This year’s animated shorts program at AFI FEST proved to be a mixed affair, but well worth a look. While there was the usual style-over-substance and slapstick-yelling-hitting-scatalogical humor entries, a handful of the thirteen pieces were works with a little more ambition. Here are my top five.
Bulgarian graphic designer and animator Theodore Ushev‘s exhilarating homage to Soviet constructivist art is set to Georgy Sviridov’s rousing score from Time, Forward! (also heard in Guy Maddin’s The Heart of the World and, apparently, nightly on the Russian news program Vreyma). The music’s driving momentum unifies Usher’s abstract shapes and mechanical movements suggesting a utopia of machines and technology, from trains to searchlights to proletariat who could build Vladimir Tatlin’s iconic tower–and watch it crumble to the ground. Along the way, you’ll see references to a variety of works, including Dziga Vertov’s Kino Eye (1924). Best of all, you can catch the entire film online while it’s still available, here. Crank the speakers and enjoy.
By her own admission, Martha Colburn grew up in Appalachia “cutting wood and bailing hay and skinning animals,” and has since become one of today’s stars of experimental animation.
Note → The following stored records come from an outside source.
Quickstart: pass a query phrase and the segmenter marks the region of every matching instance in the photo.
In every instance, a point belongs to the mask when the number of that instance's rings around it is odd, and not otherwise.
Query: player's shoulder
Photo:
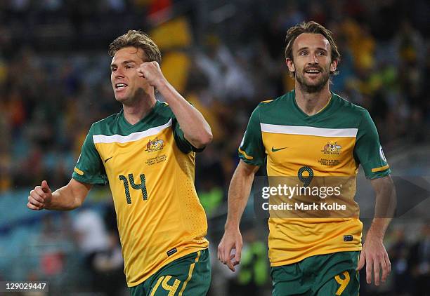
[[[344,117],[360,119],[369,114],[365,108],[349,102],[336,93],[333,93],[332,100],[335,100],[334,103],[337,105],[336,112]]]
[[[281,107],[284,107],[282,109],[285,111],[285,107],[291,100],[294,100],[294,93],[292,91],[288,92],[280,97],[278,97],[275,99],[269,99],[261,101],[259,103],[256,107],[256,110],[259,111],[267,111],[267,110],[276,110],[280,109]]]
[[[122,112],[123,111],[121,110],[118,113],[113,114],[106,118],[99,120],[98,121],[94,122],[91,125],[90,130],[93,133],[100,133],[107,129],[111,129],[112,126],[118,123],[118,121],[122,115]]]

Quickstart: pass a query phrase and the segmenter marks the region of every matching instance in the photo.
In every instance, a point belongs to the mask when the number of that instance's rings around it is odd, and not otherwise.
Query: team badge
[[[325,154],[339,155],[341,153],[342,147],[337,142],[327,142],[321,150]]]
[[[379,146],[379,156],[381,159],[385,162],[386,162],[386,159],[385,158],[385,154],[384,154],[384,152],[382,151],[382,147]]]
[[[159,151],[164,147],[164,141],[156,137],[154,140],[150,140],[146,144],[146,149],[145,151],[147,152],[153,152],[155,151]]]

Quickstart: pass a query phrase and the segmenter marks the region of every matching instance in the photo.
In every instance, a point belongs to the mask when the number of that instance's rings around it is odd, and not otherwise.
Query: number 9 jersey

Her 40-plus films since the mid-’90s–mostly a combination of collage and paint-on-glass–have screened at festivals and museums worldwide. Her latest is a beautifully disturbing merging of Old West paintings and cutouts with images of the Bush Administration’s mayhem in the Middle East, a phantasmagoria of cowboys morphing into soldiers, and Native Americans morphing into Iraqis. Deserts intermingle and blood trails into pools between dead and dying civilians, figures dissolving into skeletons whose souls emanate upward like vanishing shadows; worlds collide and hundreds of visual details erupt in an organic, extended metaphor for the thirst and bitter cost of conquering frontiers. Technically, it’s astonishing, and if it sounds flippant, it’s not, not only because it appropriates the Administration’s own favored metaphor, but also because its tone is one of deep sorrow and lament.
This is the second entry in Osbert Parker’s trilogy of films that pay homage to film noir. The cliches run fast and furious (rain slicked streets, a femme fatale, men in hats) but what really sets it apart is its execution: an exciting mixed media pastiche comprised of old film clips (a treat for noir fans, who can try to name the sources), paper cutouts, miniature sets, live action, and a lot of hard work. (You can see a portion of the first film here.) Like Peter Tscherkassky’s Instructions for a Light and Sound Machine and Giradet-M¸ller’s Kristall, the film recombines iconic movie imagery in ways that recontextualizes it, offering a viewing experience that is at once nostalgic and new.
Everything Will Be OK
Don Herztfeldt’s latest film won notoriety for being the first animated film to win Best Short at Sundance in many moons, and it’s not hard to appreciate why. It’s a powerful combination of the cult animator’s absurdist dark humor, brilliant pacing, minimalist drawing, and highly sophisticated camera technique. (It’s so gratifying to see someone today dedicated to the art of animation without the use of computers, and part of the thrill of his work is its tribute to the possibilities of physical, old school cinematic tricks like hand-cranked, multiple exposures.) Having said that, I can’t shake the feeling that Hertzfeldt continues to play the mocking hipster to his legion of fans, and the film’s incessant irony eventually feels too clever by half. I prefer his previous masterpiece, The Meaning of Life (2005), which tempers the farcical cynicism with astonishing visuals that invite genuine cosmic contemplation. Here, a narrator drolly recounts tragicomic episodes in the life of a man named Bill that culminate in a mental breakdown, shown through an array of artfully shifting multi-panels. Herztfeldt’s work is always witty and often hilarious, but like someone who never stops joking, it makes me long for a time when he might not always feel like he has to.
I Met the Walrus
This visually inventive film, animating James Braithewaite‘s pen drawings, is a cornucopia of detailed images that quickly and precisely illustrate key phrases of a 1969 interview with John Lennon. (The interview was conducted and recorded by then-14-year-old Jerry Levitan, who produced the film.) Lennon’s comments are idealistic and rambling, serving as a rich text to generate images that fluidly evolve from one idea to another, and the merging of the two media (spoken word and graphic animation) intensifies and enriches both of them. You can watch the film’s trailer here.